Çağlayan Kasrı yıkılıp yerine İstihkâm Okulu yapıldığında cami ile de biraz ilgilenilmiş, burada yedek subay olarak bulunan mimarlara askerî makamlarca caminin restorasyonu havale edilmişse de yıllarca çalışılmasına rağmen bu iş sona erdirilememiştir. Nihayet Türkiye Anıtlar Derneği’nin yardımlarıyla Çağlayan Camii yıkılmaktan kurtarılmıştır; ancak yine de günümüzde çok iyi durumda değildir.

Kâgir ve kenarları yaklaşık 11.50 m. kadar olan kare biçimindeki caminin giriş kısmında iki katlı bir kasr-ı hümâyun yer alır. Bunun alt katı son cemaat yerini teşkil etmekte, üstünde ise padişaha mahsus mekânlar bulunmaktadır. Böylece Dolmabahçe Camii’ndeki yapı biçiminin burada tekrarlandığı görülür. Kasr-ı hümâyunun iki yan kanadı ileriye doğru taşkın olup bunların ortasında içeride kalan cephede esas giriş bulunur.

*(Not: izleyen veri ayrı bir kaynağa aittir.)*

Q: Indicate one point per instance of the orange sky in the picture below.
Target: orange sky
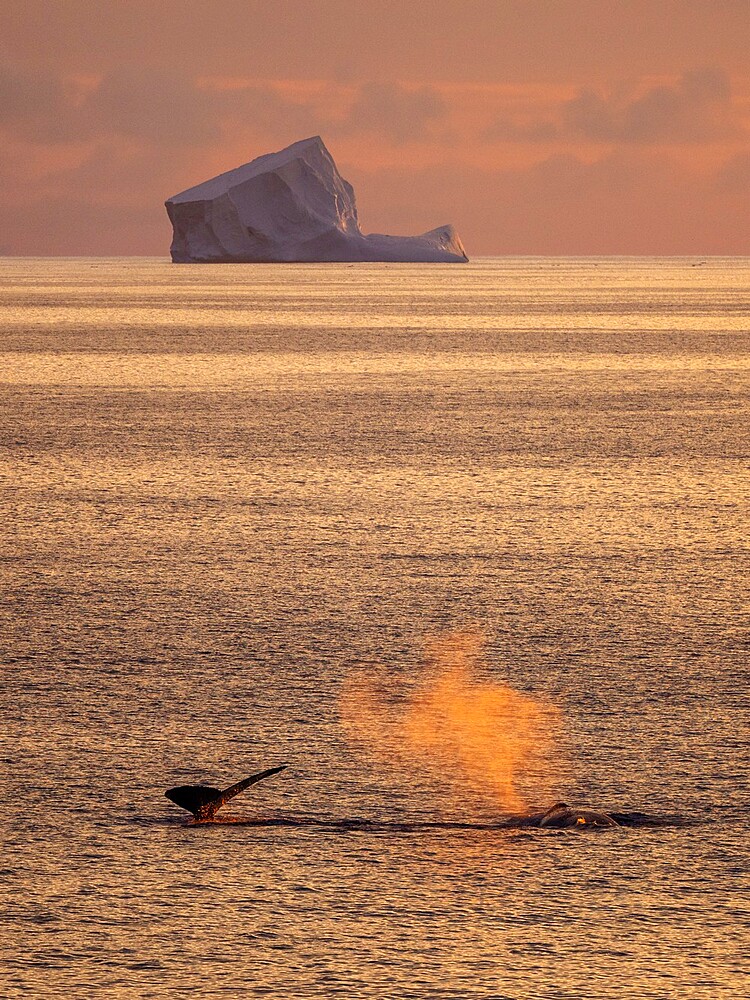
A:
(542, 126)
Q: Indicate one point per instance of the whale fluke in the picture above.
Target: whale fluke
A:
(203, 801)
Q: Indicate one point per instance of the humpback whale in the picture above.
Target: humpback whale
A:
(203, 801)
(561, 816)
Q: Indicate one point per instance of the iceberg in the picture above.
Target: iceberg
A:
(291, 206)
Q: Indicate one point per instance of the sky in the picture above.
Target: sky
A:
(534, 126)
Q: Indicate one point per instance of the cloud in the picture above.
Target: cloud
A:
(393, 110)
(698, 108)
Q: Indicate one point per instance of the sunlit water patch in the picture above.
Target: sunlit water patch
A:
(250, 513)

Tamamen mermer kaplı olan girişin iki yanındaki plasterler tuğralı bir tacı ve bunun altında on iki mısralık manzum kitâbeyi taşımaktadır. Esas kapı ise yuvarlak bir kemer içine açılmıştır. Kasr-ı hümâyunun yanlarda dışa taşan üst kat cumbaları dört sütun tarafından taşınır. Bu sütunların altındaki yan girişler padişah ve maiyeti içindir.

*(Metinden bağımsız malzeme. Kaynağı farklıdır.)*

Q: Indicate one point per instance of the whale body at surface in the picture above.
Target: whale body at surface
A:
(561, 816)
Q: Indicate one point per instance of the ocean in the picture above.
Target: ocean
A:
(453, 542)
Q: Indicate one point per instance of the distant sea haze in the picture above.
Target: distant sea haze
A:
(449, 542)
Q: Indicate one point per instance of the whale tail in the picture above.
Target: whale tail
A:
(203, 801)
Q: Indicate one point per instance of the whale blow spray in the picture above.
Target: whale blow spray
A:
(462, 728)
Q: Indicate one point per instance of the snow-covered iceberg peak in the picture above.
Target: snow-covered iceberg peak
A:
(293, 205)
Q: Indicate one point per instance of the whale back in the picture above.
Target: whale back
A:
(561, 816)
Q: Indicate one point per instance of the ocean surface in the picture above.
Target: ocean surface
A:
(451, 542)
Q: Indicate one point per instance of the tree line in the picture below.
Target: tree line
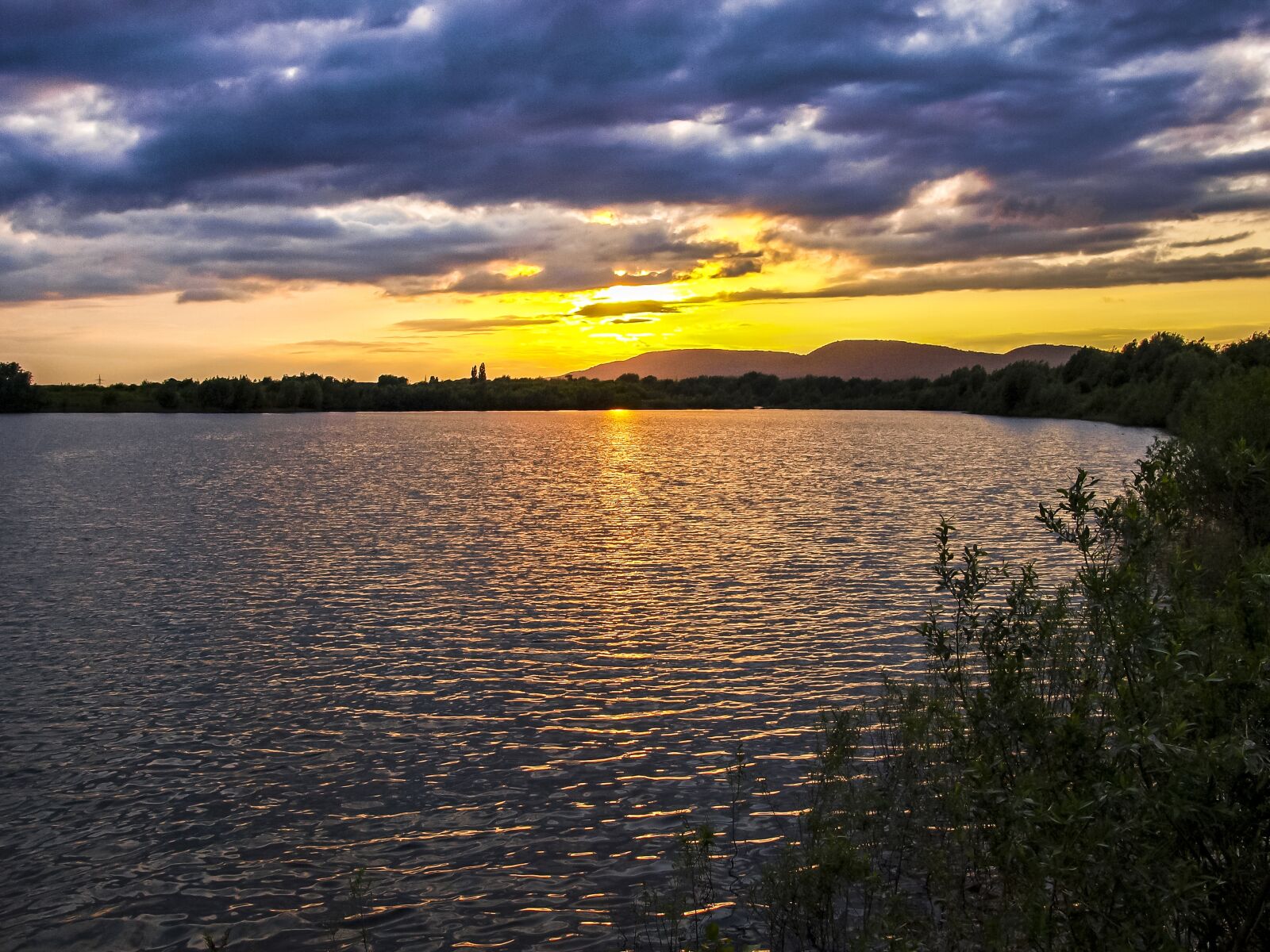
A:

Kare şeklindeki harim, dört tarafta açılmış üstleri kemerli pencerelerden bol ışık alır. Mekânın üstünü basık, kurşun kaplı bir kubbe örter. Dış cepheler köşe çıkıntıları ve mahya silmesine kadar çıkan plasterlerle hareketlendirilmiş, ayrıca ortadaki üst pencereler kavisli silmelerle çerçevelenmiştir. Dış görünümü daha da zenginleştirmek düşüncesiyle harimin dört ana kemeri, dışarıdan her cephede yayvan kavisli alınlıklar halinde belirtilmiş, bunların ve kemerin içleri kabartma motiflerle tezyin edilmiştir. Kubbe içi de ağır kalem işi nakışlarla bezenmiştir. Minberin ahşaptan ve çok sade olmasına karşılık mihrap çok renkli ve kalabalık bir süsleme ile kaplıdır. Camilerde pek rastlanmayan bir özellik olarak mihrap nişini üstten sınırlayan sivri kemerin içine de bir yazı frizinin konulmuş olmasına işaret edilebilir.

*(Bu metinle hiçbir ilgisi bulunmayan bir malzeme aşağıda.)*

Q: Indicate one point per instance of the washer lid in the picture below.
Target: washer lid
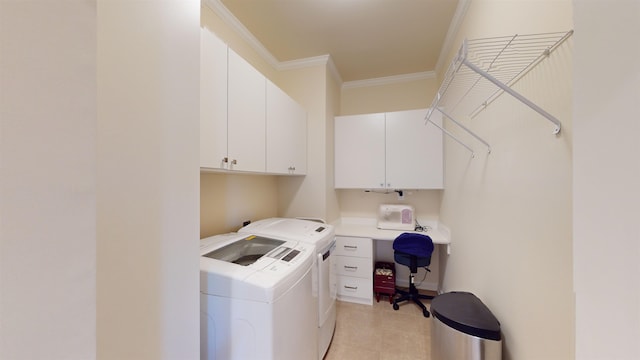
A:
(248, 250)
(310, 232)
(464, 312)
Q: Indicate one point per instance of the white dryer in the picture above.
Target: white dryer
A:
(322, 237)
(256, 298)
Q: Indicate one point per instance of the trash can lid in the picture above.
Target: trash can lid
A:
(464, 312)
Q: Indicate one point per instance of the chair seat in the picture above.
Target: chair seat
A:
(405, 259)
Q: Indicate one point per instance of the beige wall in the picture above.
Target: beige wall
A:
(228, 200)
(510, 211)
(606, 177)
(366, 98)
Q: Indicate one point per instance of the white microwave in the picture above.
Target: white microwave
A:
(396, 217)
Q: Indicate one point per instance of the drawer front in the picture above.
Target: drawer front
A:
(352, 287)
(352, 246)
(354, 266)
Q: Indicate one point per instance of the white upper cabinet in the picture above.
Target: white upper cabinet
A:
(414, 157)
(286, 133)
(393, 150)
(360, 151)
(246, 122)
(213, 101)
(246, 144)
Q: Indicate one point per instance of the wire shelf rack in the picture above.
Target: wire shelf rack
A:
(484, 69)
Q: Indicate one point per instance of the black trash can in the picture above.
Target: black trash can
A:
(463, 328)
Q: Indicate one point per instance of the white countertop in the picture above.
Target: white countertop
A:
(366, 227)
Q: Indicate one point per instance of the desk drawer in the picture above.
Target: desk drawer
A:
(352, 287)
(353, 246)
(354, 266)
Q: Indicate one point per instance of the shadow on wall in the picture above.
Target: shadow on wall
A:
(226, 200)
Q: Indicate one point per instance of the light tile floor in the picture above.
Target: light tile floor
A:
(379, 333)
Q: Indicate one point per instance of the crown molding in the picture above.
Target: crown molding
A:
(239, 28)
(389, 80)
(312, 61)
(454, 27)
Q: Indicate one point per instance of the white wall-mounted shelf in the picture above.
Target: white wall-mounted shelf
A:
(484, 69)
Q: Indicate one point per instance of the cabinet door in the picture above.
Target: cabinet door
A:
(413, 151)
(286, 133)
(359, 152)
(246, 116)
(213, 101)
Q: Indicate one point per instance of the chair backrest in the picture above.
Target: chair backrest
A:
(414, 244)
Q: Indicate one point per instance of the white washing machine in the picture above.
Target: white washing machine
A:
(322, 237)
(256, 298)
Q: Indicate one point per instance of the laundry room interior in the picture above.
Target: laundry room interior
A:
(532, 210)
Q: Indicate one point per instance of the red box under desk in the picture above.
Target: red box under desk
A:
(384, 280)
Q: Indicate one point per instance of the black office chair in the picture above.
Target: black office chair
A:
(412, 250)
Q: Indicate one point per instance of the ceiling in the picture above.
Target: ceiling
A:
(366, 39)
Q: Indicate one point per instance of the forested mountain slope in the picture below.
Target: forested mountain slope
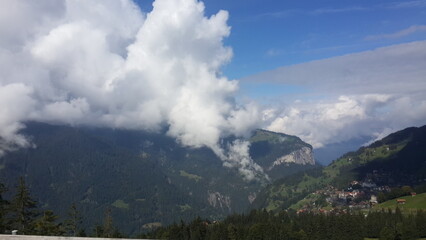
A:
(145, 178)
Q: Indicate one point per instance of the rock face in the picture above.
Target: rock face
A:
(303, 156)
(217, 200)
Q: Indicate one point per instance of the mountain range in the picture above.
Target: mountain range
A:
(146, 179)
(394, 161)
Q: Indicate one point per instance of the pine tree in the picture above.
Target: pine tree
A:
(46, 225)
(23, 209)
(108, 226)
(72, 224)
(4, 204)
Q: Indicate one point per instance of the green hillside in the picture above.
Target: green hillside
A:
(412, 203)
(143, 177)
(398, 159)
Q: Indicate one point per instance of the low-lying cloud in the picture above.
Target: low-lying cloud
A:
(367, 94)
(105, 63)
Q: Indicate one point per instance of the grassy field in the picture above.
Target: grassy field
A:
(412, 203)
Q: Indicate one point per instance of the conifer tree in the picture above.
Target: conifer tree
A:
(23, 209)
(3, 209)
(72, 224)
(46, 225)
(108, 225)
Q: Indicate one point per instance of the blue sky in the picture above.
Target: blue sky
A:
(328, 71)
(267, 34)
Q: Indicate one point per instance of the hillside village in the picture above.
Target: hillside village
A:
(358, 195)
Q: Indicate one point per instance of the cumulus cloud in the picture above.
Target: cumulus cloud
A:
(367, 94)
(105, 63)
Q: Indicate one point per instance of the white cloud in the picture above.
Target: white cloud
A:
(405, 32)
(364, 94)
(104, 62)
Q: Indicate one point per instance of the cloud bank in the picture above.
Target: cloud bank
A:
(371, 93)
(105, 63)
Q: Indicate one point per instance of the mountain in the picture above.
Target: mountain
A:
(397, 160)
(145, 178)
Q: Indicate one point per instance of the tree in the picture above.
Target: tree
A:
(108, 226)
(23, 209)
(387, 234)
(72, 224)
(4, 204)
(46, 225)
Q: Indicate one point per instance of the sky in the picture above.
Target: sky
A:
(326, 71)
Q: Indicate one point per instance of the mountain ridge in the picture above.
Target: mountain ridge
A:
(398, 159)
(147, 173)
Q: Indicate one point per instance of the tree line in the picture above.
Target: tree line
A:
(263, 225)
(22, 213)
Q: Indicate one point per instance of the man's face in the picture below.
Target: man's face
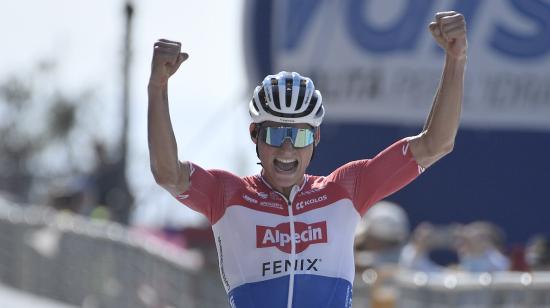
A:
(284, 166)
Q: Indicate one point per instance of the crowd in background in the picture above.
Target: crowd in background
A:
(384, 246)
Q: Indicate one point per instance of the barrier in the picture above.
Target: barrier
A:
(101, 264)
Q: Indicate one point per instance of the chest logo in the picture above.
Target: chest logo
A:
(280, 236)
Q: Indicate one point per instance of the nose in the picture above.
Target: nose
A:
(287, 145)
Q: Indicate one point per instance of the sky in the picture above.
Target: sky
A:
(208, 95)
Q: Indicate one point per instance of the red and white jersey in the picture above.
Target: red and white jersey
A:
(296, 252)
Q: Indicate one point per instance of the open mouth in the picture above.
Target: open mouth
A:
(285, 165)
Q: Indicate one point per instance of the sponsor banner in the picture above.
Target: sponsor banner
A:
(375, 61)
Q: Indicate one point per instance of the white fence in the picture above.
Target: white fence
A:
(103, 265)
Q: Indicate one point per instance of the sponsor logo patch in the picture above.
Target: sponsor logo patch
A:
(302, 204)
(280, 237)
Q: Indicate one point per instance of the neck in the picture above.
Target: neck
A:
(285, 191)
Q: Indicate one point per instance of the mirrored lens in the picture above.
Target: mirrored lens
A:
(299, 137)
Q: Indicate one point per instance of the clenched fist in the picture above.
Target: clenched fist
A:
(449, 30)
(167, 58)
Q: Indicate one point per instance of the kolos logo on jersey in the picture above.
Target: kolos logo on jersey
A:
(280, 237)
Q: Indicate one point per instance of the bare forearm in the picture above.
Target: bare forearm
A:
(442, 123)
(163, 149)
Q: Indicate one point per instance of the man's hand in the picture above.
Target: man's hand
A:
(449, 31)
(167, 58)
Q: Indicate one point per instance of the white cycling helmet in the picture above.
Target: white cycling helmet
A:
(287, 98)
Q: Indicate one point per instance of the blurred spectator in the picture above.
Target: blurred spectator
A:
(378, 241)
(478, 246)
(538, 253)
(67, 195)
(380, 235)
(426, 238)
(109, 187)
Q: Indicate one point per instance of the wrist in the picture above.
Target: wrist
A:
(157, 85)
(453, 59)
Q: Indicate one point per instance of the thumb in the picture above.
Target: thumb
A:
(181, 58)
(436, 33)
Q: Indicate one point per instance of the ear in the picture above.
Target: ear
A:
(317, 135)
(253, 129)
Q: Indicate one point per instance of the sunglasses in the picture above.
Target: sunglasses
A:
(276, 136)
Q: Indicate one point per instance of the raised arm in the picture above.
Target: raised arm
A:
(438, 136)
(168, 171)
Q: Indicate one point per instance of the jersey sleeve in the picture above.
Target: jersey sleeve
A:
(206, 192)
(370, 180)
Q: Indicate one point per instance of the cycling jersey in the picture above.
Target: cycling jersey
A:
(295, 252)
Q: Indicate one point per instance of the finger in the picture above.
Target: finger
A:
(440, 15)
(166, 50)
(455, 33)
(451, 18)
(170, 42)
(182, 57)
(166, 54)
(434, 29)
(174, 47)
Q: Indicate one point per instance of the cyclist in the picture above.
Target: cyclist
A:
(285, 238)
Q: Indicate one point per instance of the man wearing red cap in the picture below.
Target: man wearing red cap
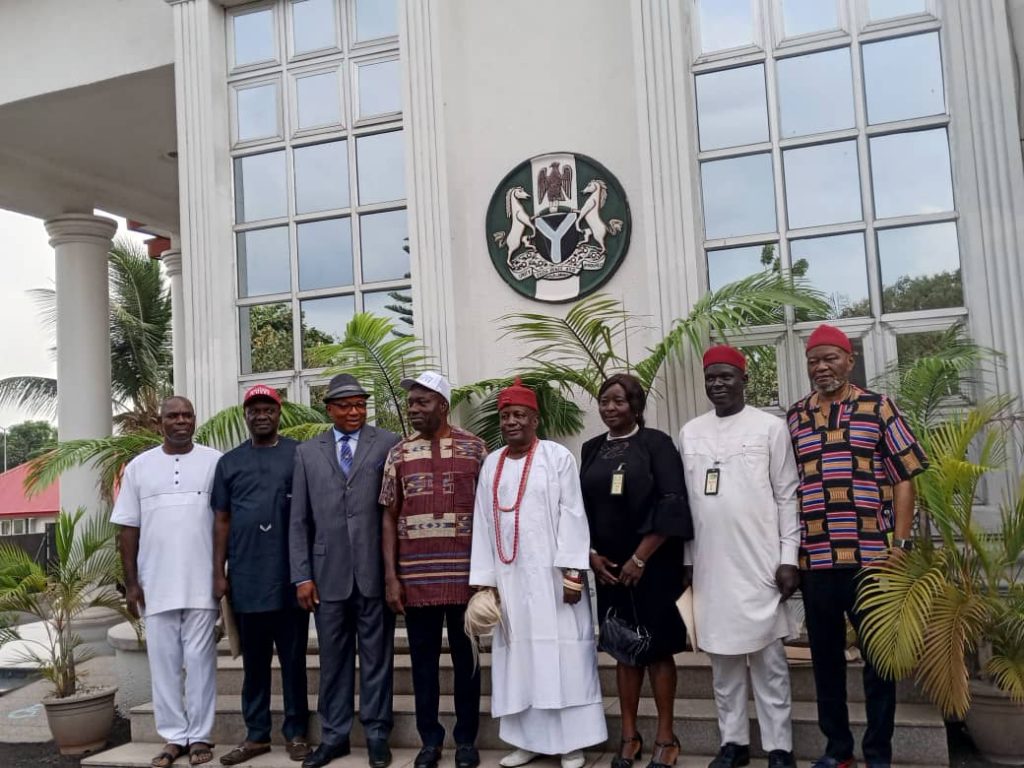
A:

Çağlayan Camii’nin sağdaki tek minaresi, son devir camilerinin hemen hepsinde olduğu gibi kasr-ı hümâyun kitlesi köşesinden çıkar. Yuvarlak gövdenin üstünde mukarnas taklidi dört sıra halindeki dendan çıkmalarının üstünde bulunan şerefe, Türk minare mimarisi geleneğine tamamen yabancı bir üslûptadır. Ayrıca şerefe ince sütunlara dayanan dalgalı bir saçakla örtülmüş ve bu saçağın sivri kemerlerinin içleri Gotik üslûpta şebekelerle doldurulmuştur. Böylece burada, Ortaköy’de Yıldız Parkı girişindeki Mecidiye ve İstanbul’da Sultanhamam semtindeki Hacı Küçük camileri minarelerindeki Gotik şerefelerin bir üçüncü örneği meydana getirilmiştir. Minarenin petek kısmının en üst kenarında da kabartma bir süsleme görülür. Külâh ise bütünüyle değişik bir biçimde olup armut şeklinde dilimli bir kısmın üstünde gittikçe küçülen toplar ve en yukarıda da hilâl vardı. Fakat bugün armut şeklindeki kısmın yukarısı düştüğünden eksiktir.

Çağlayan Camii, Türk sanatının yabancı tesirler altında kaldığı bir devrin eseri ve bilhassa minare mimarisinde meydana getirilen garip anlayışların bir örneği olarak dikkate değer bir yapıdır. Ayrıca İstanbul’un Türk şehir hayatında vaktiyle büyük bir yer almış Sâdâbâd ve Çağlayan’ın ayakta kalabilen son hâtırası olarak da önemlidir.

BİBLİYOGRAFYA:

Âbidelerimiz (nşr. Türkiye Anıtlar Derneği), İstanbul 1954, s. 194; Tahsin Öz, İstanbul Câmileri, İstanbul 1965, II, 16; Pars Tuğlacı, Osmanlı Mimarlığında Batılılaşma Dönemi ve Balyan Ailesi, İstanbul 1981, s. 261-264; Semavi Eyice, “İstanbul Minareleri”, Güzel Sanatlar Akademisi Türk Sanatı Tarihi Araştırma ve İncelemeleri, I, İstanbul 1963, s. 72-73, rs. 123.